Le grand battage autour de la voiture électrique me rappelle l’ancienne sagesse populaire qui nous enseigne qu’on peut mener un âne à l’abreuvoir, mais qu’on ne peut pas l’obliger à boire.

Avec la publicité dans le rôle de l’abreuvoir, et l’usager moyen dans le rôle de l’âne ( Pardon cher lecteur), nous somme à peu près dans la même situation.

Chaque mois, de merveilleux engins sont exhibés par des constructeurs qui rivalisent d’imagination pour qu’enfin l’automobiliste moyen consente à se faire électrifier. Les EV, les HEV, et les PHEV étalent leurs arguments en jouant sur les cordes de l’écologie, du standing, de l’économie, du silence, de l’avant-gardisme, du bonus, et même de la menace de taxe carbone, sans réussir à convaincre quiconque, à part une poignée de consommateurs inconditionnels de nouveautés.

C’est que l’automobiliste moyen est devenu un homme averti qui s’efforce de ne pas prendre des vessies pour des lanternes. L’homme du terroir, et le citadin, qui est bien souvent un ancien paysan, ont gardé l’habitude de regarder dans la bouche du cheval avant de l’acheter.

Et dans la bouche du cheval électrique, on y voit de drôles de choses qui incitent à la réflexion:

- C’est nouveau, donc il y a forcément des plâtres à essuyer.

- L’ancien système fonctionne, je ne vois pas pourquoi j’en changerais.

- C’est compliqué et bourré d’électronique, et les batteries ne sont pas au point.

- C’est beaucoup trop cher, même avec le bonus.

- Il faut recharger une batterie, et cela prend des heures.

- L’autonomie est ridicule.

- Je ne pourrait pas recharger ma batterie sur la route.

- A la revente j’y perdrais beaucoup.

- Etc…

Les promoteurs de la chose électrique se prennent à rêver d’une bonne fée qui, d’un coup de baguette magique, créerait l’environnement propice:

- Pétrole à 500 Dollars le baril.

- Prix du KWh stabilisé à onze centimes.

- Nouvelle règlementation interdisant les centres villes aux véhicules émettant plus de 50 g de CO2 au km ( Coucou la pastille verte).

- Instauration d’une taxe carbone dissuasive.

- Génération spontanée d’une structure de recharge des batteries.

- Et pourquoi pas, rationnement du carburant.

Mais hélas la réalité est obstinée, le pétrole persiste à rester collé à la barre des cent Dollars, la taxe carbone se fait attendre, les centres villes restent ouverts aux pires engins pollueurs, et on parle même d’une augmentation du tarif de l’électricité, soutien aux énergies renouvelables oblige. Quant aux structures de recharge des batteries, il n’en est question que dans les projets d’études subventionnés.

Face à cette situation les constructeurs ont fini par comprendre que le marché de masse de la voiture électrique n’est pas pour demain matin.

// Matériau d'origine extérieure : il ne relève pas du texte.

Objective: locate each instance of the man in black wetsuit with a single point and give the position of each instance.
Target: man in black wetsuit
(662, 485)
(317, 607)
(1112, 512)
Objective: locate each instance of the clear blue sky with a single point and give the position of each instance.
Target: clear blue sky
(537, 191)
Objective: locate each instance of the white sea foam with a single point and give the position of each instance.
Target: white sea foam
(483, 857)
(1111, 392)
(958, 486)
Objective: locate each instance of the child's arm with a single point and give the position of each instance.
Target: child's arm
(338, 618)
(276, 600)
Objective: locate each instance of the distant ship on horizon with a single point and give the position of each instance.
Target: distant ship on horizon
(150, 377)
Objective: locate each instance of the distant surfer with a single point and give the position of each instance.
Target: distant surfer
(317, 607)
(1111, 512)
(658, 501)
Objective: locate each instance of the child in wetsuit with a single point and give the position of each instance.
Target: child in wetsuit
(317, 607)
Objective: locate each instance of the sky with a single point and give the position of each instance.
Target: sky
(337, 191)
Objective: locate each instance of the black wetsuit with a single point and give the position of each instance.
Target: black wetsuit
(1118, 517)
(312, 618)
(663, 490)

Comme il faut quand même se faire la main pour être prêts au cas où, ils ont décidé d’exploiter les niches existantes, et au besoin en créer de nouvelles.

Car il existe des créneaux exploitables dans les véhicules de sociétés, les taxis, les véhicules de location ou en libre service, les flottes de véhicules de collectivités locales, les véhicules de livraison en circuit court, les flottes de l’Administration, et bien sûr EDF et la Poste, toujours en première ligne dans ce genre d’opérations. A cela pourront s’ajouter quelques particuliers assez motivés pour acquérir un véhicule qu’ils pourraient obtenir pour la moitié du prix en technologie conventionnelle.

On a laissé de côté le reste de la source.